Chapter 36 6. Identify possible join keys

A join requires one or more common variables between datasets. Before joining, always check whether the keys are clean and whether the relationship is one-to-one, one-to-many, or many-to-many.

map(data_list, names)
## $mort
##  [1] "ID"                "Sex"               "Cause_of_death"    "dbuid2016"        
##  [5] "Location_of_death" "Marital_status"    "Postalcode"        "B_year"           
##  [9] "B_month"           "B_day"             "D_year"            "D_month"          
## [13] "D_day"            
## 
## $pop
##  [1] "...1"                         "Health Service Delivery Area" "Year"                        
##  [4] "Gender"                       "<1"                           "04-Jan"                      

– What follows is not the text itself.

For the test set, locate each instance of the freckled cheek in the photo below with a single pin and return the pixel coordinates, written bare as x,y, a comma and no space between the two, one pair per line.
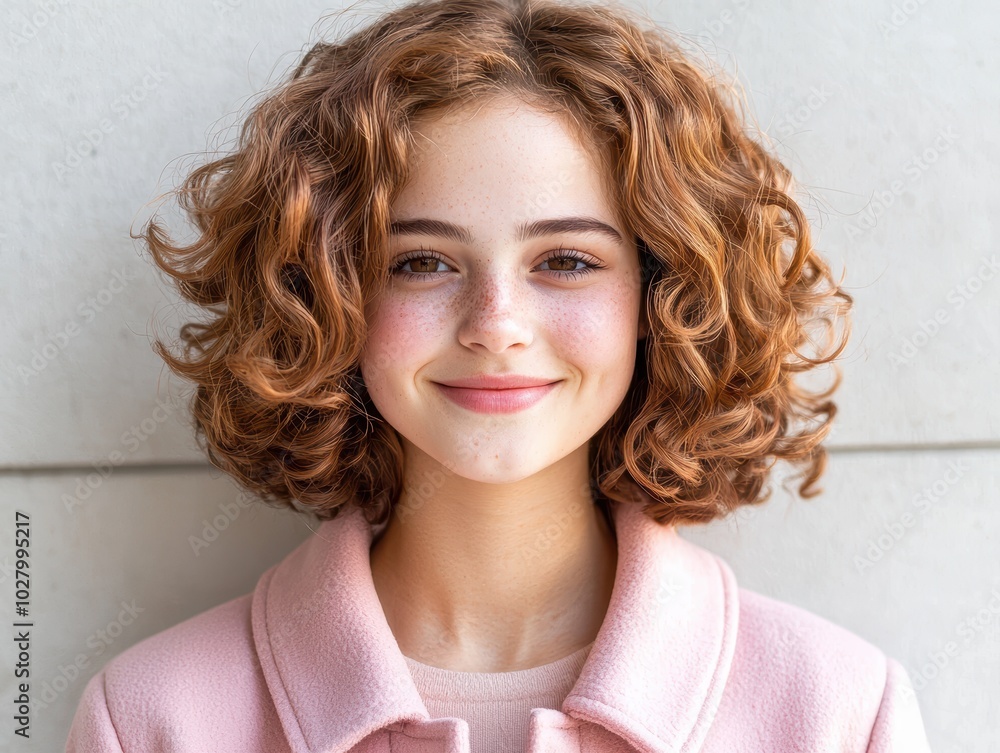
401,337
591,333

##  [7] "09-May"                       "14-Oct"                       "15-19"                       
## [10] "20-24"                        "25-29"                        "30-34"                       

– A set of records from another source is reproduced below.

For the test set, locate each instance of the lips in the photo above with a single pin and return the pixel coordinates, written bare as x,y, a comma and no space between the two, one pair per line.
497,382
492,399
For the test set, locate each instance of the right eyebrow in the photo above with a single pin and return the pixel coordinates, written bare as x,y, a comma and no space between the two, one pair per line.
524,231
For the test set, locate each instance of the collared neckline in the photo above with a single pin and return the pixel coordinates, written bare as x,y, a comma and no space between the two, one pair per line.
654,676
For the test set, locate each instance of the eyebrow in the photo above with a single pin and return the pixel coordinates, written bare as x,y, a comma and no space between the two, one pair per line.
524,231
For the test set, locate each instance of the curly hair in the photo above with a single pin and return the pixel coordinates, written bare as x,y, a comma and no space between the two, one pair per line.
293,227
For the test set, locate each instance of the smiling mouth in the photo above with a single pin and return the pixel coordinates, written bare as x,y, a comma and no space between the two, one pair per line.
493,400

## [13] "35-39"                        "40-44"                        "45-49"                       
## [16] "50-54"                        "55-59"                        "60-64"                       
## [19] "65-69"                        "70-74"                        "75-79"                       

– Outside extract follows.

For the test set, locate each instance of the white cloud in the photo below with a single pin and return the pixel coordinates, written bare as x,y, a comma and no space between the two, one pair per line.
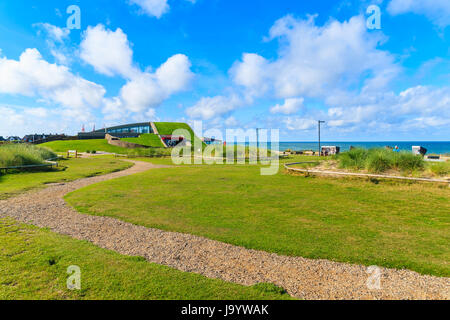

## [22] "80-84"                        "85-89"                        "90+"                         
## [25] "Total"                       
## 
## $corr
## [1] "dbuid2016"      "csduid2016"     "hruid2017"      "hrname_english" "hrname_french" 
## [6] "dbpop2016"     
## 
## $env
## [1] "POSTALCODE12" "WTHNRC12_01"  "WTHNRC12_02"  "WTHNRC12_03"  "WTHNRC12_04"  "WTHNRC12_05" 
## [7] "WTHNRC12_06"  "WTHNRC12_07"

Possible join paths:

  • mort can be joined to corr using dbuid2016.
  • pop can potentially be joined to corr using health region or health service delivery area variables, but the names and codes need checking first.
  • env contains postal code data, but the link to mortality records needs postal code cleaning and validation.